Treasuring the Moment

I want to add a very quick note about the stock and bond markets. Everyone has been talking about how we've entered a bear market for Treasuries. I think this is starting to happen, but I don't buy it yet.
The yield on the 10yr note has risen more than 80 basis points in less than a month. (Yields go up when prices go down.)
This represents a big selloff, coming after a massive run that traces its days back to the early 1980s when Paul Volcker raised interests rates to slay the inflation dragon. During that time, yields fell from more than 15% to barely over 2%.
In my opinion, this is the most significant bull market in history. It provided enough liquidity to fuel two private-equity bubbles, a stock market bubble, a hedge fund bubble, a telecom bubble and a life-transforming housing bubble.
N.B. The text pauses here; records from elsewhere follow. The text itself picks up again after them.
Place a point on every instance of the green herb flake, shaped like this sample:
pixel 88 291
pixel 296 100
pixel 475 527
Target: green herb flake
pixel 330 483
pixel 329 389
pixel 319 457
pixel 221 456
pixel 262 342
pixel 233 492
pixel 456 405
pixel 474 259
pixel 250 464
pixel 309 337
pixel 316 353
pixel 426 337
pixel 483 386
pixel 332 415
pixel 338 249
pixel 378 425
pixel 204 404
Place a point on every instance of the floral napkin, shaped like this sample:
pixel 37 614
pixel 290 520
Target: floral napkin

A bull market like this in Treasuries doesn't just meekly go away. It will come back. That's why I remain bearish on stocks. I think pretty soon, investors are going to look at the rising Treasury yields and remember how bad the economy is. They're going to realize that prices are falling in the economy... CPI is at -1%, the lowest sustained rates since the 1930s. That boosts the "real return" on Treasuries. Money will come back into Treasuries and leave stocks.
This week the government is selling an obscene amount of debt, more than $100bln. But the normal pattern after these auctions is for yields to fall. I have heard this from countless people on CNBC recently. Furthermore, I heard one commentator on CNBC say that every stock manager is buying heavily so he doesn't miss a rally and look like a fool. I also heard that the put/call ratio of stocks is now quite low, showing that pessimism is waning.
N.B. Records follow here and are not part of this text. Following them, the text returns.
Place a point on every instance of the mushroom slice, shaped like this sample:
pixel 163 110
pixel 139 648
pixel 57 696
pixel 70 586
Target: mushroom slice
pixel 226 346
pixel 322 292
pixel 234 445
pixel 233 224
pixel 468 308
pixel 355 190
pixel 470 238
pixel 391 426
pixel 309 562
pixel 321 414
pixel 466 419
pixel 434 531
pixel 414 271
To me, this is rubbish. When sentiment is better, it's bearish because it means that all of them can potentially become sellers.
I have been bearish for a while and frustrated by the selloff that hasn't come yet. But, the market is still failing to do anything bullish so far. The S&P 500 remains stalled at its 50-day moving average. If it doesn't break out of this range soon, I think stocks have to move south.